To speed up such investments, the government may gift a few miners each year, with such technologies.

Once their (the technologies) effectiveness is understood locally, it is likely that they will be widely adopted, leading to greater mineral revenues and reduced frequencies of mine accidents.

In agriculture, AI is already being used locally, in the form of drones and satellite images, which recommend farmers to offer extra attention when there is the identification of a crop disease, drying or poor health of crops in parts of the fields, which are inaccessible on foot.

In this area, the government may commit to gift such drones to farmers, who show the potential for transitioning into commercial success.


The time is right for the government to adopt AI and incorporate it into public services and other useful systems (procedures). The private sector will also benefit if it imitates. This is in order to maximise the benefits, which AI offers.

Since AI usually reduces costs, its adoption by government will likely bring immediate wins, such as an increase in economic growth.

Citizens and government employees will also enjoy better welfare and higher efficiency of transactions, through its widespread adoption.

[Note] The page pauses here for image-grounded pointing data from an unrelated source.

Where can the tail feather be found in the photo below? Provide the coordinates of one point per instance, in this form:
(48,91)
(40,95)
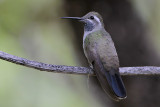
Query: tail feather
(110,81)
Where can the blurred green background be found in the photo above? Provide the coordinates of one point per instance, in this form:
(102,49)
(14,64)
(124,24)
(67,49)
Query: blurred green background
(33,29)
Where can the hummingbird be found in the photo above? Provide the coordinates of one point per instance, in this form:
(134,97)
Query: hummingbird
(101,54)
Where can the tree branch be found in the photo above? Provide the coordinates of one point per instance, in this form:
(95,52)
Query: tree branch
(147,70)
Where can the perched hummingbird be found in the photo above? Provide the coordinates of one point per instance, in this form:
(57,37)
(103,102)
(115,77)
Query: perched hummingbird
(101,54)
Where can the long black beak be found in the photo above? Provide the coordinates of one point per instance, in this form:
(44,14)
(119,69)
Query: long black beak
(76,18)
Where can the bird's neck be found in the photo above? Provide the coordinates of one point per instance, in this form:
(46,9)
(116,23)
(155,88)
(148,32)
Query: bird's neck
(88,32)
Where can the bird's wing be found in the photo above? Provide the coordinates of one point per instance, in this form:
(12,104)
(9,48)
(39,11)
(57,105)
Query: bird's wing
(106,67)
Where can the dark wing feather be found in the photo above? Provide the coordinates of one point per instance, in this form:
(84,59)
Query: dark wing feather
(110,81)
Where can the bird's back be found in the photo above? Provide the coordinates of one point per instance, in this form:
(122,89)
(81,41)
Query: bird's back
(101,53)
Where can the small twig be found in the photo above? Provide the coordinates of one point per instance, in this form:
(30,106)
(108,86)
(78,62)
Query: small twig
(147,70)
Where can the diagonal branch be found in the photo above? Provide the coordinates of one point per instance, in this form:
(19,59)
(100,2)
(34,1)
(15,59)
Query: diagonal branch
(147,70)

Regulation will also be essential in order to address some dangers of AI, such as massive job cuts in both the public and private sectors, the spreading of fake and nationally disruptive news through AI, etc.

It is also encouraging that the government was reported to be developing an AI policy, in April (2024).

If the recommendations offered in this article are embraced, then the country can minimise the adverse effects whilst maximising the benefits of AI.